An FP->integer conversion is inexact when the FP value was not already an integer. e.g. 1.25 converts to integer 1 with a rounding error of 0.25. But 1.0 converts exactly to 1. This is the same FP exception flag that would be raised by 1.0 / 3.0 with divsd, but not by 1.0 / 2.0, because 0.5 is exactly representable as a float or double.
That sentence is an error in the manual. CVTTSD2SI always uses truncation when the conversion is inexact, not the current rounding mode in MXCSR (which defaults to nearest, tie-break to even)
The exact same single-sentence paragraph is present in the CVTSD2SI manual entry, which does use MXCSR, so this is a copy/paste error by Intel.
Out-of-range is a different condition
if not there's no rounding but the value is -1 << 63 and an exception may be raised.
That's a separate kind of exception from inexact. The cvttsd2si manual covers this with
If a converted result exceeds the range limits of signed doubleword integer ([with a 32-bit destination]), the floating-point invalid exception is raised, and if this exception is masked, the indefinite integer value (80000000H) is returned.

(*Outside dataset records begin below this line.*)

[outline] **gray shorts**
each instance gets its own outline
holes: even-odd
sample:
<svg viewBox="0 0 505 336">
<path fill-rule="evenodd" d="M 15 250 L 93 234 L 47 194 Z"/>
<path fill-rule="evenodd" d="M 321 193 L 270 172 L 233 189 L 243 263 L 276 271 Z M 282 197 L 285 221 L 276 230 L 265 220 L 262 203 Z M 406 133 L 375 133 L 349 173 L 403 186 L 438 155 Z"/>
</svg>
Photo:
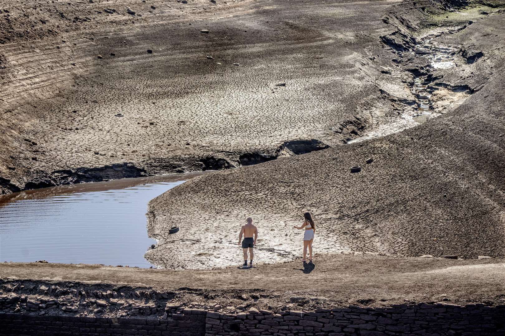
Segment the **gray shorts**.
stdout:
<svg viewBox="0 0 505 336">
<path fill-rule="evenodd" d="M 252 238 L 244 238 L 242 241 L 242 248 L 254 247 L 254 239 Z"/>
</svg>

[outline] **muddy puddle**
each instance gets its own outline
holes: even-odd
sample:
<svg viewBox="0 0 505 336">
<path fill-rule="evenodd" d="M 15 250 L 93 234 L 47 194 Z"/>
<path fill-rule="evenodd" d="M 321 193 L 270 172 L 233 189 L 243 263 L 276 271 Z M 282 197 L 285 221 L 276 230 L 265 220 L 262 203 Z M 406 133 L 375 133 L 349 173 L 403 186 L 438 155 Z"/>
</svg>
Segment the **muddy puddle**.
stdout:
<svg viewBox="0 0 505 336">
<path fill-rule="evenodd" d="M 148 267 L 147 203 L 203 173 L 124 178 L 0 196 L 0 261 Z"/>
<path fill-rule="evenodd" d="M 440 45 L 436 43 L 436 39 L 446 34 L 455 33 L 465 27 L 437 27 L 418 36 L 415 49 L 404 52 L 392 50 L 402 58 L 413 56 L 427 61 L 427 66 L 414 75 L 409 86 L 415 97 L 415 104 L 412 106 L 406 105 L 393 122 L 380 124 L 359 138 L 348 140 L 347 143 L 360 142 L 400 132 L 440 115 L 447 108 L 453 108 L 462 104 L 470 94 L 467 90 L 435 87 L 430 79 L 432 72 L 457 66 L 457 60 L 462 60 L 458 59 L 461 56 L 456 48 Z M 373 119 L 374 116 L 372 116 Z"/>
</svg>

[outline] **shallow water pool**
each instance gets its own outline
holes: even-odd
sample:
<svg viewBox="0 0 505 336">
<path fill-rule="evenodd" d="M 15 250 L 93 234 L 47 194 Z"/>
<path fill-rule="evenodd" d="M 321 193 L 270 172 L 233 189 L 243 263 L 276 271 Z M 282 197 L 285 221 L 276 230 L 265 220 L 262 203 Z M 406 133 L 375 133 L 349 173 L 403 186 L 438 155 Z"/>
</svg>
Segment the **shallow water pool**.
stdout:
<svg viewBox="0 0 505 336">
<path fill-rule="evenodd" d="M 0 261 L 148 267 L 147 203 L 202 173 L 125 178 L 0 196 Z"/>
</svg>

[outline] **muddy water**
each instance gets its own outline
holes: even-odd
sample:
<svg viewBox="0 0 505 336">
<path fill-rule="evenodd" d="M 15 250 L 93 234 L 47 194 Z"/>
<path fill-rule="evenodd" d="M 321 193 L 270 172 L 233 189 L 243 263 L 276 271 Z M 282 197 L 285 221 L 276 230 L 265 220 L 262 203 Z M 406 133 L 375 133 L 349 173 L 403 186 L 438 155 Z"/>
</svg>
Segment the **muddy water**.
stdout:
<svg viewBox="0 0 505 336">
<path fill-rule="evenodd" d="M 0 261 L 151 266 L 147 203 L 202 173 L 125 178 L 0 196 Z"/>
</svg>

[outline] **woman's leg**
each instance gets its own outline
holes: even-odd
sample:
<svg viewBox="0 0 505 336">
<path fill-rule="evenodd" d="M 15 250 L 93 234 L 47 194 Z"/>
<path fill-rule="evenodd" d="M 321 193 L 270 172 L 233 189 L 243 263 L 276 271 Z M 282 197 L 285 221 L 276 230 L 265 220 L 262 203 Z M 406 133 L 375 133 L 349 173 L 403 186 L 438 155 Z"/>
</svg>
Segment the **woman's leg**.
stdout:
<svg viewBox="0 0 505 336">
<path fill-rule="evenodd" d="M 310 240 L 304 241 L 304 258 L 302 259 L 302 261 L 306 261 L 305 256 L 307 254 L 307 246 L 309 245 L 309 242 L 310 241 Z"/>
<path fill-rule="evenodd" d="M 312 238 L 309 241 L 309 260 L 312 260 L 312 241 L 314 240 Z"/>
</svg>

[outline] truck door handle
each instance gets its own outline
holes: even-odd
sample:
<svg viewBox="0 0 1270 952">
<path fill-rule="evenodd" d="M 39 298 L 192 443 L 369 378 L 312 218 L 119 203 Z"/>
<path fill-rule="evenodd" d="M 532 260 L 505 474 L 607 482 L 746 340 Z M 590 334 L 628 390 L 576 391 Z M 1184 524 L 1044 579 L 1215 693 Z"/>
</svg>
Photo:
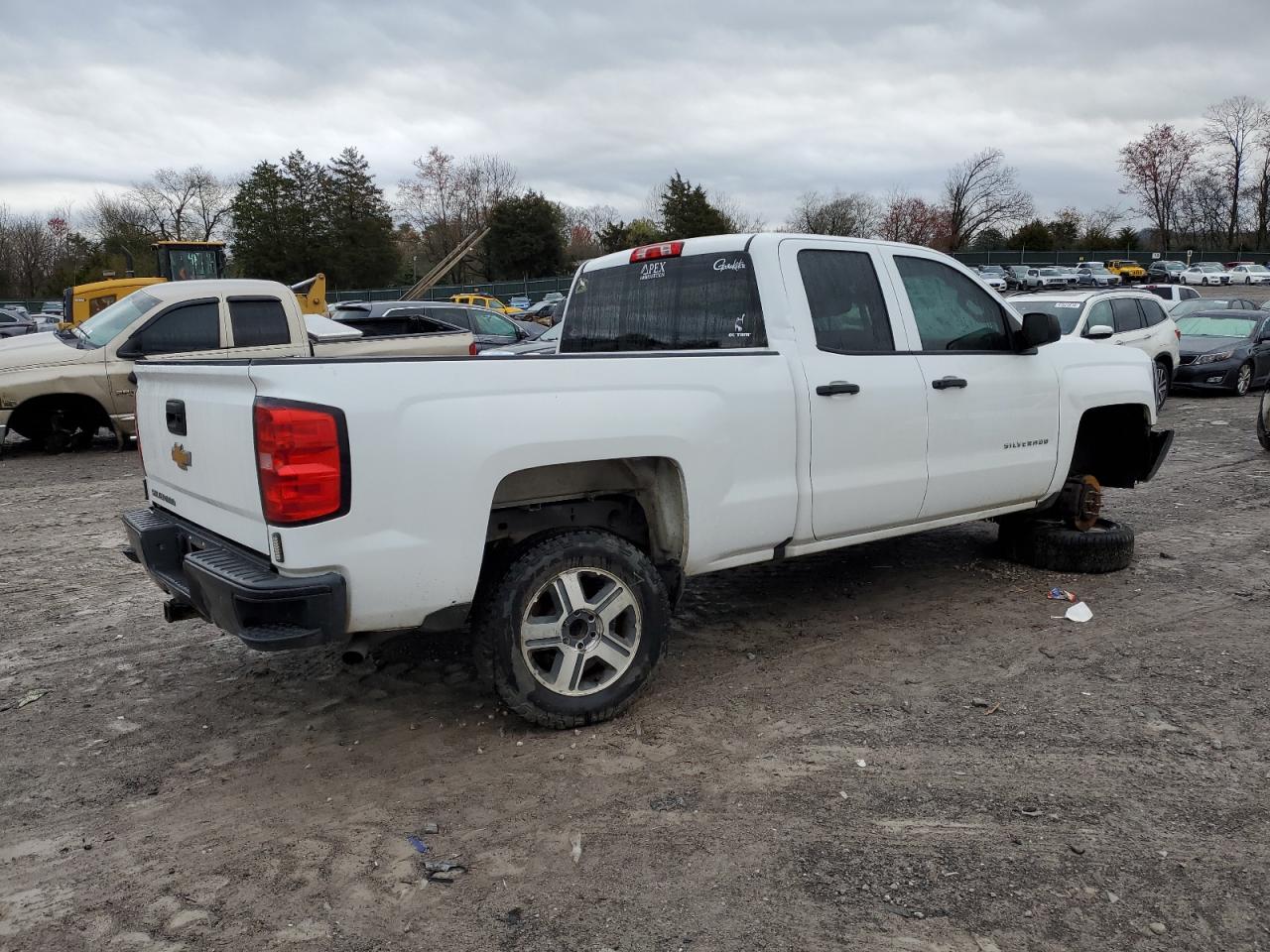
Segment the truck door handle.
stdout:
<svg viewBox="0 0 1270 952">
<path fill-rule="evenodd" d="M 815 388 L 819 396 L 837 396 L 838 393 L 859 393 L 859 383 L 847 383 L 845 380 L 831 381 L 829 383 L 822 383 Z"/>
<path fill-rule="evenodd" d="M 169 400 L 164 407 L 164 415 L 168 418 L 168 432 L 178 435 L 185 435 L 185 401 L 184 400 Z"/>
</svg>

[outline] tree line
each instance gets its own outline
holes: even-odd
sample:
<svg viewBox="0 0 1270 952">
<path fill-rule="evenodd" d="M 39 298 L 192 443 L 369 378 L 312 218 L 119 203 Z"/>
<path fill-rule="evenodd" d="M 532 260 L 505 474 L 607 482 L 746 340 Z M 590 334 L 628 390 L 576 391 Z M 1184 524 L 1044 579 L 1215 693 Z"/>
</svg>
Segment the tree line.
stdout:
<svg viewBox="0 0 1270 952">
<path fill-rule="evenodd" d="M 1270 109 L 1238 95 L 1209 107 L 1196 129 L 1151 127 L 1119 151 L 1119 204 L 1036 215 L 998 149 L 952 165 L 935 194 L 893 188 L 806 192 L 777 227 L 878 237 L 945 251 L 1182 248 L 1270 251 Z M 1134 220 L 1148 227 L 1137 228 Z M 390 203 L 353 147 L 314 161 L 293 151 L 241 178 L 201 166 L 159 169 L 116 195 L 18 216 L 0 207 L 0 297 L 52 297 L 122 275 L 154 273 L 156 240 L 229 242 L 231 272 L 293 283 L 324 272 L 334 288 L 408 284 L 465 236 L 489 228 L 447 281 L 556 275 L 596 255 L 668 239 L 753 231 L 766 223 L 726 194 L 674 170 L 640 215 L 575 207 L 526 188 L 498 155 L 433 146 Z"/>
</svg>

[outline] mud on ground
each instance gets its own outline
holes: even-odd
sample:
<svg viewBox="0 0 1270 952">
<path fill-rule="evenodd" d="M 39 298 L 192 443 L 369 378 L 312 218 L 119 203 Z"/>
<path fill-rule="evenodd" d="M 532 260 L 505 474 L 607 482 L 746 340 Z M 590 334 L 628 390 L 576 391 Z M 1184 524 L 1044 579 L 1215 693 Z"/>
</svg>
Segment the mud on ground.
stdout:
<svg viewBox="0 0 1270 952">
<path fill-rule="evenodd" d="M 136 453 L 10 448 L 0 949 L 1270 948 L 1255 406 L 1170 401 L 1128 571 L 973 524 L 697 579 L 653 688 L 559 734 L 462 637 L 345 668 L 165 625 Z"/>
</svg>

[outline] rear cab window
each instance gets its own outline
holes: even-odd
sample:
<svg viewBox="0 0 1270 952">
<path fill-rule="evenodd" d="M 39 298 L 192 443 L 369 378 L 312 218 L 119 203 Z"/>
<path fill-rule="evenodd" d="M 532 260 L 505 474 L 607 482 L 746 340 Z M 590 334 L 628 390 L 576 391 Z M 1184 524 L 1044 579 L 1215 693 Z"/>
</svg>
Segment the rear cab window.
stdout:
<svg viewBox="0 0 1270 952">
<path fill-rule="evenodd" d="M 560 353 L 767 347 L 754 264 L 744 251 L 655 258 L 584 270 Z"/>
</svg>

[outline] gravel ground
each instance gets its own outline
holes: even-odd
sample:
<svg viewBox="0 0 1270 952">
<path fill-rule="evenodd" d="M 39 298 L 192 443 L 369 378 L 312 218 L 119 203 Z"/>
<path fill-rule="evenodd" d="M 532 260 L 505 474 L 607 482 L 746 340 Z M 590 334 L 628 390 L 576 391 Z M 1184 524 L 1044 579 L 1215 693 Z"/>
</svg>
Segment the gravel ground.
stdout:
<svg viewBox="0 0 1270 952">
<path fill-rule="evenodd" d="M 461 636 L 347 668 L 164 625 L 136 454 L 10 447 L 0 949 L 1270 949 L 1255 407 L 1170 401 L 1124 572 L 980 523 L 701 578 L 653 688 L 568 732 Z"/>
</svg>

Similarly for 64-bit operand-size, the indefinite value is MSB set, other bits zero. That same bit-pattern is used whether the FP value was positive or negative.
(It can of course also be a result of valid conversions, since the most-negative 2's complement number is a power of 2 and thus exactly representable as a double or even float. A better choice might have been some large-magnitude by odd number, like 80000001h, although that can still be the result of a valid double->int32 conversion. But not float->int32 or (for a wider 64-bit version) double->int64.)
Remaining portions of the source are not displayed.